Is Singular Value Decomposition (SVD) a linear function?

Question

I know SVD is a linear algebra topic, but i've seen multiple times in different articles that SVD is a nonlinear function. So i don't know what to think..

Answer 1

In higher mathematics, a function is said to be linear if $f(x+y)=f(x)+f(y)$. The process of SVD decomposition can be seen as a function, which we will call $S$, which take in a matrix and returns three matrices: $S(A)=(U,\Sigma,V)$. The three matrices that are returned have the property that $A=U\Sigma V^T$. However, given two matrices of the same size, say $A$ and $B$, $S(A+B)\neq S(A)+S(B)$. In other words, the $U$ in the SVD decomposition for $A+B$ is not equal to the $U$ in the SVD decomposition for $A$ plus the $U$ in the SVD decomposition for $B$. The same is true for the $\Sigma$ and the $V$.

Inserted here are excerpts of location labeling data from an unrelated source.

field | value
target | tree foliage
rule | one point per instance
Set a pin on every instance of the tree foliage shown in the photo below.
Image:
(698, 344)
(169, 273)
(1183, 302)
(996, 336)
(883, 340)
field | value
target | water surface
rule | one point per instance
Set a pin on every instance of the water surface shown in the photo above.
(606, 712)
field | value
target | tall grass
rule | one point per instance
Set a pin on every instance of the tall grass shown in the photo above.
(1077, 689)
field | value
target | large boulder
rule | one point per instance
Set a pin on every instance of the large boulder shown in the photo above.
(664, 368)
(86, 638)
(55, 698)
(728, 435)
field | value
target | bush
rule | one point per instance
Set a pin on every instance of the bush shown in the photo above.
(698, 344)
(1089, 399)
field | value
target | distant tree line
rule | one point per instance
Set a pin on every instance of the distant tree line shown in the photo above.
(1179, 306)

Linear algebra has the moniker "linear" because all linear functions that act on vectors of finite dimension can be represented by matrices, and all matrices represent linear functions acting on vectors. However, certain aspects of linear algebra are nonlinear. For example, the function that accepts a matrix and returns its square: $f(A)=A^2$ is nonlinear because $(A+B)^2\neq A^2+B^2$ in general. So SVD is a linear algebra topic because it involves breaking up a single linear action into three simpler linear actions, but the function that takes each matrix to its decomposition is nonlinear.